Carlos Raffo tendría que estar en la cárcel si la justicia peruana no estuviese contaminada hasta el tuétano del mal francés que mató moralmente a Alejandro Rodríguez Medrano.

Porque la verdad es que el informe de la Cuarta Fiscalía Penal en contra suya es devastador. Este individuo, que hoy perora sermones benedictinos, recibió decenas de miles de dólares de plata inmunda, la que le fue dada en el inmundo SIN para defender a la inmundicia de gobierno que tuvo el tino de alquilarlo.

Y Raffo sabía de dónde venían esos billetes marcados y de qué covachas procedían las consignas que él tenía

que convertir en mítines, eslóganes, banderolas, tecnocumbias, camisetas y picapica carnavalera.

Y su proceso judicial está estancado porque tiene más de un padrino poderoso y supremo en ese poder judicial que algún día el Perú digno deberá de incendiar y escarmentar.

Y como su proceso está estancado, a pesar de la contundencia del informe de la Cuarta Fiscalía Penal, Raffo aprovecha y ahora es Savonarola predicando, charco que pretende ser alcohol medicinal, tacho de sobras que quiere pasar por púlpito y por podio.

Y este señor que debería de estar preso va donde el hombre que ya está preso y le dice que la comisión Abugattás no tiene nada en contra suya. Y, presa de un súbito desmayo mental, Abugattás defiende la permanencia de Raffo en una comisión que debería de haber sido impecable y que ahora está sucia y apesta.

Si la malicia nos guiara, pensaríamos que Raffo ha ido donde León para quitarle, precisamente, legitimidad e imagen a la comisión Abugattás.

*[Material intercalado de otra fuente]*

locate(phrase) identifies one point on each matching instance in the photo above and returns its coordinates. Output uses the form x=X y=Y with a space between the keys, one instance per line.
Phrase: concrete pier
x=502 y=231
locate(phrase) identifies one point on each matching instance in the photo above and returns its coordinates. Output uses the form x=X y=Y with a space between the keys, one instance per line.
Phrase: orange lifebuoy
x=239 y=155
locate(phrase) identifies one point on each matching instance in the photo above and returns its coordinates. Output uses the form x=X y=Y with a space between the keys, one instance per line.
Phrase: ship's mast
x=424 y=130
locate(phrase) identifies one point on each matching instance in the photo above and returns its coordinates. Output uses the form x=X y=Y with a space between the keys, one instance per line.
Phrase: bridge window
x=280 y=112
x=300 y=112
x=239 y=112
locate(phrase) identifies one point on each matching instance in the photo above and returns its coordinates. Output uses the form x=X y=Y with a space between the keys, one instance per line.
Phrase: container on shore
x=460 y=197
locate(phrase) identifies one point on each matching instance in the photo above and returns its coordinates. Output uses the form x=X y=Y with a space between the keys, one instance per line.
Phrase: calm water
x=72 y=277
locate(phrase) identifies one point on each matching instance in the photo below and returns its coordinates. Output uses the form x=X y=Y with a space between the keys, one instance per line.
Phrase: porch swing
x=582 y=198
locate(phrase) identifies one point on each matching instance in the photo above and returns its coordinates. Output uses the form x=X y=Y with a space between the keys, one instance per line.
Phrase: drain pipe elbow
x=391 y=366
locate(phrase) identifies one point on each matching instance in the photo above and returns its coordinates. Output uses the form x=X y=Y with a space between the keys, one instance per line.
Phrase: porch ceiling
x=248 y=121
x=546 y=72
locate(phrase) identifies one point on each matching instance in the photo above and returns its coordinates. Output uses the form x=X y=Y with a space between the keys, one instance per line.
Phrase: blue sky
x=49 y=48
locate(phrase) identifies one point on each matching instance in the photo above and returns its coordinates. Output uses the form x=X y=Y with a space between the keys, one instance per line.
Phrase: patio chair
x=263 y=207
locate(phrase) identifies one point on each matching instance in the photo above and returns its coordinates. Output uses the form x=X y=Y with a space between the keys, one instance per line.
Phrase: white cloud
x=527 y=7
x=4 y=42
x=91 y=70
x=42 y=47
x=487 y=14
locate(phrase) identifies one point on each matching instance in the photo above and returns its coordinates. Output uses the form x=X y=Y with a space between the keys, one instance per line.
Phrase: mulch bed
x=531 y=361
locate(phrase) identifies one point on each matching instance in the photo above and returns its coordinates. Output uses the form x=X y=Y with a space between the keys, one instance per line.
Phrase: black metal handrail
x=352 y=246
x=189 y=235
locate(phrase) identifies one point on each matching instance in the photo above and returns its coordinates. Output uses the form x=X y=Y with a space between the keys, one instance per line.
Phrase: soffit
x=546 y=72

Tratándose del fujimorismo y de Raffo, todo es posible y el tiempo irá quitándole vendas a los ciegos.

Lo que resulta absolutamente irónico es ver al señor Abugattás, embajador del humalismo en el Congreso, defendiendo a Carlos Raffo y diciendo que hay errores que son faltas y faltas que se pueden disculpar “por fines superiores”.

Aquí lo único superior es que se descubra todo en relación a los petroaudios y que, junto a León, caigan los ex ministros (incluyendo a ex premieres) que tengan que caer y los secretarios de Palacio que deban pagar culpas y hasta el mismísimo doctor García si autorizó toda la porquería que León y Químper revelaron coloquialmente.

Eso es lo superior. Lo inferior es proceder como ha procedido Abugattás. Porque nada costaba reafirmar los propósitos de la comisión, expulsar a Raffo como se lo merecía, sustituirlo por alguien de la misma bancada y proseguir, tras la deposición, cumpliendo con decencia –y más ligeros de equipaje- la tarea.

¿Y Humala habrá aprobado que Abugattás se haya convertido en el Nakazaki de Carlitos Raffo? ¿Eso es también nacionalismo en acción?